As the pandemic continues to hammer the economy, more than 3.8 million workers in the United States filed unemployment claims during the week ending April 25, bringing the number to more than 30 million in the past six weeks, which is around 18 percent of the workforce.
Meanwhile, the seasonally adjusted insured unemployment rate surged to a record high of 12.4 percent for the week ended April 18, Labor Department figures released April 30 show (pdf).
“This marks the highest level of the seasonally adjusted insured unemployment rate in the history of the seasonally adjusted series,” the Labor Department stated, also noting that “the COVID-19 virus continues to impact the number of initial claims and insured unemployment.”
The number of people filing initial jobless claims for the week ending April 25 was 3,839,000, while the previous week’s level was revised up by 15,000 to 4,442,000.

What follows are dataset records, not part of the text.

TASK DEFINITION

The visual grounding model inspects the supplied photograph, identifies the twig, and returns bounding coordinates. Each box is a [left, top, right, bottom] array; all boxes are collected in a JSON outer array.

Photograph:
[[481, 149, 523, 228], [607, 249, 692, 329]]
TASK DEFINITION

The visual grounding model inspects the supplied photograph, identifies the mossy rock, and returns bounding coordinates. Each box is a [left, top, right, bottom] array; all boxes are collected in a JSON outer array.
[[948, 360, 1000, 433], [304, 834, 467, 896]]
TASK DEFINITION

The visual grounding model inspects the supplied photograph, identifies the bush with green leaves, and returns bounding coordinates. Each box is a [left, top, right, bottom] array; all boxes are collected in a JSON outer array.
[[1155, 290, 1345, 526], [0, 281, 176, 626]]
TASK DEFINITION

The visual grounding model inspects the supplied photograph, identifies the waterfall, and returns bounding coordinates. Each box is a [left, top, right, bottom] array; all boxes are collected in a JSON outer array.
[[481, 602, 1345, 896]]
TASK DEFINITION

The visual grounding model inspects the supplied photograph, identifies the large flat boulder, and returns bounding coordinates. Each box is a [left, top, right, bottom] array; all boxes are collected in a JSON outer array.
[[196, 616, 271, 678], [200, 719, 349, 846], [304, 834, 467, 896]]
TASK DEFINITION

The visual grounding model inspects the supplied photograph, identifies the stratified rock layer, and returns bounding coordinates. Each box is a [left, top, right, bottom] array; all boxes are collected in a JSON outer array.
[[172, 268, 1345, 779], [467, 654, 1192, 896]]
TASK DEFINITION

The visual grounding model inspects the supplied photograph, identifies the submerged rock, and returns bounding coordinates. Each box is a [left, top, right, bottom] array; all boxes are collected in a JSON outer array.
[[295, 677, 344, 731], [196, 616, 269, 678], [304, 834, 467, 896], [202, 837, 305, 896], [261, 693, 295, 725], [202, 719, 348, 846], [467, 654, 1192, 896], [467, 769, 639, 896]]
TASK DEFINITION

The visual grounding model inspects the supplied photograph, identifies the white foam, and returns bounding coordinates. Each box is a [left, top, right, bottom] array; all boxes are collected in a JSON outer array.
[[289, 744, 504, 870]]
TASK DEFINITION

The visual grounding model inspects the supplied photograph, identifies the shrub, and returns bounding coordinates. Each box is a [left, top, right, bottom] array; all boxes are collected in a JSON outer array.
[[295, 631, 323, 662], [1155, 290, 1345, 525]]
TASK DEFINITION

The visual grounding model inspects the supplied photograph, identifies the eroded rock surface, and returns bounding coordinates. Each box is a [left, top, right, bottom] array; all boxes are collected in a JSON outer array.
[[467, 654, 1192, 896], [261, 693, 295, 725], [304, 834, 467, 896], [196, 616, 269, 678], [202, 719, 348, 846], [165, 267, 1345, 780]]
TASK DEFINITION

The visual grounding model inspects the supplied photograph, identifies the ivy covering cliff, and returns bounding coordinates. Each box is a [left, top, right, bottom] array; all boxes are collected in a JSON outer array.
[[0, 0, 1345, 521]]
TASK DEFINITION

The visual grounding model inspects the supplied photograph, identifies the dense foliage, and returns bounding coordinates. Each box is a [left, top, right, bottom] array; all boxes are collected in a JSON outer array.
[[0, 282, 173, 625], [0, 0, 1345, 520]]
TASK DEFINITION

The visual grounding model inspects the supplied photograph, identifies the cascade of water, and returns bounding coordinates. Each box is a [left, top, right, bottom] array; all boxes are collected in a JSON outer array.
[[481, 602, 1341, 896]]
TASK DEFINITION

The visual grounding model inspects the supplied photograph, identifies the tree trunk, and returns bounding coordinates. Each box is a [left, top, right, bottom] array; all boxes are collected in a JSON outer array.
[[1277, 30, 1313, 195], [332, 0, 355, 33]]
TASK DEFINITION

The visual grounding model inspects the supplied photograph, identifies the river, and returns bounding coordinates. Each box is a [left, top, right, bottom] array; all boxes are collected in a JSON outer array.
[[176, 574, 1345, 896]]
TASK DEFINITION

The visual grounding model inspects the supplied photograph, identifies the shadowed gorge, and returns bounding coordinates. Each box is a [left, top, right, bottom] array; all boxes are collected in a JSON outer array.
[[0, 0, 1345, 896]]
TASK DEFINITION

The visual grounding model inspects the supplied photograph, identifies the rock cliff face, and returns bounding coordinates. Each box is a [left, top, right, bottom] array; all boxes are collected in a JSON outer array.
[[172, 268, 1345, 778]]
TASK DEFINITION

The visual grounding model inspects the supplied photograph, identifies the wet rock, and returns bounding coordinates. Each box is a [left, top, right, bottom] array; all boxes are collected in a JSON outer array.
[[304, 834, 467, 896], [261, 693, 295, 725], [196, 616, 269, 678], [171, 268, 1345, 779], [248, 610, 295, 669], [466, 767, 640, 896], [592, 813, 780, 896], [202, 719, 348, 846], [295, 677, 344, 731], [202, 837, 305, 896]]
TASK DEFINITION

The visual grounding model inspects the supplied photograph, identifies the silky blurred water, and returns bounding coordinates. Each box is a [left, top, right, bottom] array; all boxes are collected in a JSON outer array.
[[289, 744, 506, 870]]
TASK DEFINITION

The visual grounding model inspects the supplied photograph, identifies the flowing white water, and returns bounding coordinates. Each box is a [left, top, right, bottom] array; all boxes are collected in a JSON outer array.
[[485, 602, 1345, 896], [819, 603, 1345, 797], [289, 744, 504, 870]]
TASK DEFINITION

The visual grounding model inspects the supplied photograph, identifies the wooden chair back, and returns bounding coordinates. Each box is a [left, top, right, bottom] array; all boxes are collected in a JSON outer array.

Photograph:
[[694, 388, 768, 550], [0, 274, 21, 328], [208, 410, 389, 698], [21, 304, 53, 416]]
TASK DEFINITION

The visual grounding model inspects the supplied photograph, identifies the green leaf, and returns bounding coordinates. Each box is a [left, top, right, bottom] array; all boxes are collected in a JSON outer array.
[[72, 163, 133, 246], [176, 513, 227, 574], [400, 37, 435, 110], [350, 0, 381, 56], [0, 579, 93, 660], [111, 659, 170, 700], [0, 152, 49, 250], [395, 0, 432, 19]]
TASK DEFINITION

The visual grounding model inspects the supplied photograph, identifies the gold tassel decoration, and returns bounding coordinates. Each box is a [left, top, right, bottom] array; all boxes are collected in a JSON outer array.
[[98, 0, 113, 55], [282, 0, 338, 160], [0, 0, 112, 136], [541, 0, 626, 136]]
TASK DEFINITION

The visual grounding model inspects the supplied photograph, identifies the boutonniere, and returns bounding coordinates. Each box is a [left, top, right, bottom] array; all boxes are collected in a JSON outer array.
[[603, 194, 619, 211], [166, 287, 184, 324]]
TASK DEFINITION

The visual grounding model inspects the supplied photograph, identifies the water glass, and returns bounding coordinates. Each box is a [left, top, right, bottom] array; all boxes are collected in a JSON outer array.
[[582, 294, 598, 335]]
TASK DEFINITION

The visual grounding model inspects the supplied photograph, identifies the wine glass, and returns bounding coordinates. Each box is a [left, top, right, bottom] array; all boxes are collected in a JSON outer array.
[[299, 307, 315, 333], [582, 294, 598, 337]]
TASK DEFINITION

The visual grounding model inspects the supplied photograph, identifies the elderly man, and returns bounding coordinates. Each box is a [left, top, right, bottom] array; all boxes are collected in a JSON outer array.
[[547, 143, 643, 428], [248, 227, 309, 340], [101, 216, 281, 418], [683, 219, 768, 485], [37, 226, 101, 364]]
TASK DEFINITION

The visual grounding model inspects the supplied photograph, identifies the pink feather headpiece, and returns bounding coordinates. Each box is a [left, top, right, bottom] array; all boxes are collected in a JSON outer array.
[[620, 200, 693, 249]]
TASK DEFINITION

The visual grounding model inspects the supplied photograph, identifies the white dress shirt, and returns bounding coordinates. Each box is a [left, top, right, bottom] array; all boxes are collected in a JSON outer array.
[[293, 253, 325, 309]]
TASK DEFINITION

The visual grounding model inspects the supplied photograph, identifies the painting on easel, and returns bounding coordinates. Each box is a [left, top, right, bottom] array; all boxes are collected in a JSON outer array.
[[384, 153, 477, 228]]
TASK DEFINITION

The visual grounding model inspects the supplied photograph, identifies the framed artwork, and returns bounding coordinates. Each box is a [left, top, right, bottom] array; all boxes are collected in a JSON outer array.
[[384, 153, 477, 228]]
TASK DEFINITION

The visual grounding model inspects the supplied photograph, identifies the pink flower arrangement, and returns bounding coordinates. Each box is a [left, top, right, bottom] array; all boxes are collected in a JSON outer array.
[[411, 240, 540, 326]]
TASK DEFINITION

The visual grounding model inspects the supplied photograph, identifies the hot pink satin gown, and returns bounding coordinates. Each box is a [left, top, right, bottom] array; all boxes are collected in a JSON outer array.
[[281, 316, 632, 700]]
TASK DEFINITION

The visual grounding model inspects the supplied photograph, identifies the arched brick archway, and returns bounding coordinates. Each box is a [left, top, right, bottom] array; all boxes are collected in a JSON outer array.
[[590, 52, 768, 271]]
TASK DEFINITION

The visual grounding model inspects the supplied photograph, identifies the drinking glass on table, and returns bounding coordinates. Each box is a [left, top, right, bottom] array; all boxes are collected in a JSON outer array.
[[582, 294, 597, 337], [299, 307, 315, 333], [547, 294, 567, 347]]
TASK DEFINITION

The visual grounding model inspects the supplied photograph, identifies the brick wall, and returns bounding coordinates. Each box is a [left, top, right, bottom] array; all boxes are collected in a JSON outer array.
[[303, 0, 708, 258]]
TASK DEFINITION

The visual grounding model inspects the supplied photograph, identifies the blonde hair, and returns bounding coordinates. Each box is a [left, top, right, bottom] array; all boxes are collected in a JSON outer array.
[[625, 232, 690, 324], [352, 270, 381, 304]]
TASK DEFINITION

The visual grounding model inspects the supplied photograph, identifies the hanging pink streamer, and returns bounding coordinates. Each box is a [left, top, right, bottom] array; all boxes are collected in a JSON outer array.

The longest ever employment boom in U.S. history started in September 2010 and added some 22 million jobs. It was cut short in February by a shutdown of much of the economy alongside strict social-distancing measures put in place after the outbreak of the CCP virus, commonly known as the novel coronavirus.
“The U.S. economy is hemorrhaging jobs at a pace and scale never before recorded,” said Scott Anderson, chief economist at Bank of the West in San Francisco. “It compares to a natural disaster on a national scale.”
The number of continuing claims, which represent people receiving ongoing unemployment benefits, grew to 18 million for the week ending April 25, far exceeding the peak of 6.6 million during the Great Recession.
The insured unemployment rate for the week ending April 18 grew by 1.5 percent from the previous week’s rate to 12.4 percent last week. When the insured jobless rate hit 8.2 percent for the week ending April 4, it broke the previous record of 7.0 percent set in May 1975.
The new jobless claims report comes on the heels of a dismal headline gross domestic product (GDP) number, released by the Commerce Department on April 29.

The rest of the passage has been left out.